James Stanley said: "Over the past few weeks, bulls have had every reason to take profits after the strengthening US dollar and more recently strong US NFP and CPI reports. However, that has only produced a slight pullback. I know that bulls are not done yet, they are testing resistance for a new rally."
“It looks like gold is still trying to track the price up to $3,000 an ounce. If we look at the events that are happening, we can see geopolitical tensions escalating,” said Daniel Pavilonis.
Also we have elections coming up. There is a lot of uncertainty with the US election. Then there is de-dollarization, a lot of countries joining BRICS. I think this is a perfect scenario for gold."
Pavilonis said that aside from all the geopolitical dynamics, price pressures are not yet fully under control.
“We still have inflation data coming out. The Fed has to cut rates because although inflation, prices, consumer spending are still strong, there are some weaknesses in the market that they have to cut rates. For example, the housing market is almost dead, which could cause another domino effect of slowing construction spending, job losses... potentially pushing us into a recession.”
“I don’t see any reason for gold to go lower,” he added. “My prediction for gold is that we’re going to see another week of gains. How much higher can gold go, that’s the question.”
Meanwhile, Kitco senior analyst Jim Wyckoff said gold prices will continue to move higher next week: "Technical factors remain bullish and geopolitical tensions remain high."
“I am neutral on gold next week,” said Colin Cieszynski, chief market strategist at SIA Wealth Management. “After a big rally, gold has settled into a $2,600-$2,700/oz trading range. With no central bank meetings and no currency volatility data, next week looks to be a quiet one for gold.”
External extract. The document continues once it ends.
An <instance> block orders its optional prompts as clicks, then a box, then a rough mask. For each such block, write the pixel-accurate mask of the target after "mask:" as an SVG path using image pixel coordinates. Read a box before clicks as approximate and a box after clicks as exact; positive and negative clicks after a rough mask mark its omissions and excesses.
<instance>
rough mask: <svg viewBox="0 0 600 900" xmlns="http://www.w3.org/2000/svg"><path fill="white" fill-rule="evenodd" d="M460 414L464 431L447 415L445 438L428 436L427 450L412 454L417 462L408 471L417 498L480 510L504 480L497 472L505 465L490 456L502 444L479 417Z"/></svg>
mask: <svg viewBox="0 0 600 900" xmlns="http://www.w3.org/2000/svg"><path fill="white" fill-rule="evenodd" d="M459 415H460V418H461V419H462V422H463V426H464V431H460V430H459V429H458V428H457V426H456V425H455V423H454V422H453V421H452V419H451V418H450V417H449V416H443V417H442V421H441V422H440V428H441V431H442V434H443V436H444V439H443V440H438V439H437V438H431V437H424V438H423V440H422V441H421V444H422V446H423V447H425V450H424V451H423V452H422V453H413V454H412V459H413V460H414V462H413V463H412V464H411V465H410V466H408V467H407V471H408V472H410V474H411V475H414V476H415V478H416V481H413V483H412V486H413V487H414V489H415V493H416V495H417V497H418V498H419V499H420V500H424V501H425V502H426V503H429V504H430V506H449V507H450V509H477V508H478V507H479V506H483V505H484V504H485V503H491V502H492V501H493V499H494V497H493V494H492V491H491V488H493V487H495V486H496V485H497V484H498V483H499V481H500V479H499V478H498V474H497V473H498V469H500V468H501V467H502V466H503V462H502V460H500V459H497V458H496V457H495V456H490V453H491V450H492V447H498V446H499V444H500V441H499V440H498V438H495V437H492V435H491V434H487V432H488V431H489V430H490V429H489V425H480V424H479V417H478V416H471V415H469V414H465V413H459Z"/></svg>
Adam Button, head of currency strategy at Forexlive.com, agrees, but says gold has shown impressive resilience as it bounces back from the strength of the US dollar and rising Treasury yields.
“There’s no good news for gold this week, as far as I can see. Most of the news is positive for the dollar and bonds, but gold is holding steady,” Button said. Despite the higher-than-expected US CPI, he doesn’t think there are too many people betting on a real recovery in inflation.
“I see CPI as bad news for gold because the dollar is strong. Equities are at all-time highs and that’s definitely a competitive factor. I’m very focused on China’s stimulus,” he said.
Button noted that China's central bank also stopped buying gold months ago and they will likely keep doing so for longer than many people expect."
Michael Moor, founder of Moor Analytics, said the technical picture is currently mixed going forward.